Doskonała passa City Interactive trwa już od wiosny. W marcu papiery kosztowały niewiele więcej niż 2 zł, a kapitalizacja wynosiła mniej niż 30 mln zł. Teraz zbliża się do 400 mln zł. Kurs zaczął rosnąć w miarę, jak zbliżała się premiera gry Sniper: Ghost Warrior (miała miejsce w czerwcu). Produkt został doskonale przyjęty przez rynek, co przełożyło się na wyniki giełdowej spółki. Po ośmiu miesiącach zarobiła już 22 mln zł, przy 56,7 mln zł przychodów. W całym 2009 r. firma miała 29,6 mln zł sprzedaży i 12,6 mln zł straty netto. Przedstawiciele City Interactive zapewniają, że do końca roku zysk jeszcze się powiększy.
– Nasza wycena ma pełne pokrycie w fundamentach – mówi Marek Tymiński, prezes City Interactive. – Sniper pozwolił nam wejść do światowej ekstraklasy producentów gier. To otwiera przed nami zupełnie inne perspektywy, o których jeszcze do niedawna mogliśmy tylko marzyć – dodaje.
Lekki niepokój inwestorów wzbudził jednak czwartkowy komunikat, że spółka zrolowała obligacje za 5 mln zł. – Mamy wystarczająco dużo pieniędzy, żeby wykupić papiery, ale uznaliśmy, że lepszym rozwiązaniem będzie ich zrolowanie na kolejne pół roku – wyjaśnia Tymiński. – Mamy dużo zamówień na gry konsolowe, w tym również cały czas na Snipera.

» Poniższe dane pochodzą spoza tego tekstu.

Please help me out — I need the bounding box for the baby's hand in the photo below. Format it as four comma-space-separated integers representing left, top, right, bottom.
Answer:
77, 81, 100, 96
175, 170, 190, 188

Produkcja tytułów na platformy Nintendo wiąże się z koniecznością uiszczania przedpłat, nawet z dwumiesięcznym wyprzedzeniem. Chcemy mieć wystarczająco duży zapas finansowy, żeby uniknąć sytuacji, że nie będziemy mogli produkować gier, na które jest tak duży popyt – dodaje. Jego zdaniem ok. 250 tys. odsetek, które zapłaci technologiczna spółka obligatariuszom, to dużo mniejszy koszt niż potencjalna strata przychodów z powodu przerwania ciągłości dostaw.